Joshua Williams (legal writer)
Joshua Williams (1813–1881) was an English barrister, with a reputation made as a legal author in the field of property law.
Life
He was the fifth son and seventh child of Thomas Williams of Cote, Aston, Oxfordshire, born on 23 May 1813. He was educated at a private school, and afterwards at London University. At the age of 19 he was admitted a student of Lincoln's Inn on 31 January 1833. After practising for two or three years under the bar as a certificated conveyancer, he was called to the bar on 4 May 1838.[1]
The publication of his books brought Williams an extensive practice as a conveyancer and real property lawyer, and in March 1862 he was appointed by Lord Westbury, the Lord Chancellor, one of the four conveyancing counsel to the court of chancery. His health suffered from the strain of increasing work. He was made a Queen's Counsel on 30 March 1865, and during Easter term, on 20 April following, was elected a bencher of Lincoln's Inn. As a Q.C. he became a series of cases relating to the establishment of rights of common;[2] it included most of the cases in which there was an attempt by lords of manors to wrest from commoners the enjoyment of their rights.[1]

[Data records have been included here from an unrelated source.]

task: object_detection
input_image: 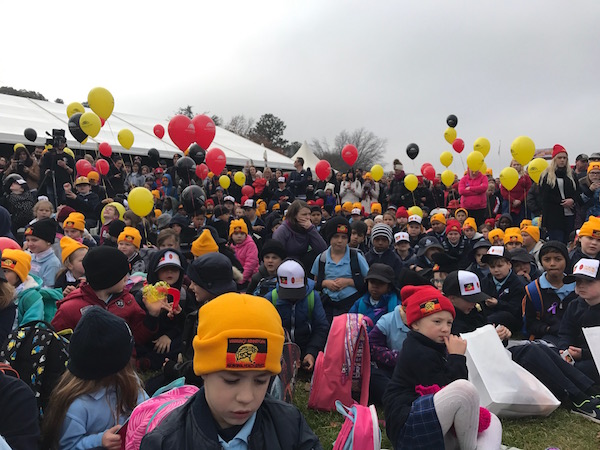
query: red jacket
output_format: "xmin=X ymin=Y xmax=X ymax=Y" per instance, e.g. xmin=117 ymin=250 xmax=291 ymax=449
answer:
xmin=52 ymin=283 xmax=158 ymax=344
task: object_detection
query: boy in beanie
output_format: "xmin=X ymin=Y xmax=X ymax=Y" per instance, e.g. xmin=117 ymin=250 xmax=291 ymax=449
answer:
xmin=25 ymin=219 xmax=60 ymax=287
xmin=117 ymin=227 xmax=146 ymax=274
xmin=52 ymin=245 xmax=165 ymax=344
xmin=140 ymin=293 xmax=321 ymax=450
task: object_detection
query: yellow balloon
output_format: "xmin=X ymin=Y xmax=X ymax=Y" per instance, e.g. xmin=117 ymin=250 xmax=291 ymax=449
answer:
xmin=117 ymin=128 xmax=133 ymax=150
xmin=406 ymin=206 xmax=423 ymax=218
xmin=233 ymin=172 xmax=246 ymax=186
xmin=444 ymin=127 xmax=456 ymax=144
xmin=440 ymin=150 xmax=454 ymax=167
xmin=404 ymin=173 xmax=419 ymax=192
xmin=441 ymin=170 xmax=454 ymax=187
xmin=79 ymin=111 xmax=102 ymax=137
xmin=88 ymin=87 xmax=115 ymax=120
xmin=67 ymin=102 xmax=85 ymax=118
xmin=500 ymin=167 xmax=519 ymax=191
xmin=219 ymin=175 xmax=231 ymax=189
xmin=371 ymin=164 xmax=383 ymax=181
xmin=510 ymin=136 xmax=535 ymax=166
xmin=473 ymin=138 xmax=490 ymax=157
xmin=527 ymin=158 xmax=548 ymax=183
xmin=467 ymin=151 xmax=483 ymax=172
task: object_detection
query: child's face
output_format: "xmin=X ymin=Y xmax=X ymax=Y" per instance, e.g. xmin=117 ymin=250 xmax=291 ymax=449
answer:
xmin=263 ymin=253 xmax=282 ymax=275
xmin=411 ymin=311 xmax=454 ymax=344
xmin=117 ymin=241 xmax=137 ymax=258
xmin=367 ymin=280 xmax=390 ymax=300
xmin=488 ymin=258 xmax=512 ymax=280
xmin=202 ymin=370 xmax=271 ymax=428
xmin=579 ymin=236 xmax=600 ymax=258
xmin=231 ymin=231 xmax=246 ymax=244
xmin=25 ymin=236 xmax=50 ymax=254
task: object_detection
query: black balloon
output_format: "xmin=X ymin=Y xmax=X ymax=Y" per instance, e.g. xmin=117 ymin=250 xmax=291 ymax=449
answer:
xmin=406 ymin=143 xmax=419 ymax=159
xmin=188 ymin=143 xmax=206 ymax=164
xmin=446 ymin=114 xmax=458 ymax=128
xmin=69 ymin=113 xmax=87 ymax=143
xmin=24 ymin=128 xmax=37 ymax=142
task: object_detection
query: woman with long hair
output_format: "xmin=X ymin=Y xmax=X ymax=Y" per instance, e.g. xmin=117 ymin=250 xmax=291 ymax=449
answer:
xmin=540 ymin=144 xmax=581 ymax=243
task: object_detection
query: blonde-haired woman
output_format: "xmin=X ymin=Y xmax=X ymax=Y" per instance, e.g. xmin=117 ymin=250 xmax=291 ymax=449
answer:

In 1875 Williams was appointed professor of the law of real and personal property to the Inns of Court by the council of legal education, and was annually re-elected to this office until his resignation in 1880. He died at his residence, 49 Queensborough Terrace, London, on 25 October 1881.[1]
Works
In 1845 Williams published his Principles of the Law of Real Property (first as Williams on Conveyancing), a work which ran through 18 editions in the 19th century. It was followed in 1848 by his Principles of the Law of Personal Property, of which the 14th edition appeared in 1894.[1]
Williams's lectures on the Seisin of the Freehold, the Law of Settlements, and the Rights of Common were published in 1878–1880. He also edited the fourth edition of Charles Watkins on Descents, and wrote Letters to John Bull, Esq., on Lawyers and Law Reform (London, 1857), and An Essay on Real Assets (1861).[1]
Family
Williams married four times. His son by the third wife, Thomas Cyprian Williams, a barrister, edited editions of his father's works from 1881.[1]
Notes
- Lee, Sidney, ed. (1900). . Dictionary of National Biography. 61. London: Smith, Elder & Co.
- Such as the Commissioners of Sewers v. Glasse (more commonly known as the Epping Forest case), Lord Rivers v. Adams, Warwick v. Queen's College, Oxford (the Plumstead Common case), Hall v. Byron (the Coulsdon Common case), Smith v. Earl Brownlow (the Berkhampstead case), Peek v. Earl Spencer (the Wimbledon case), Earl De la Warr v. Miles (the Sussex Forest case).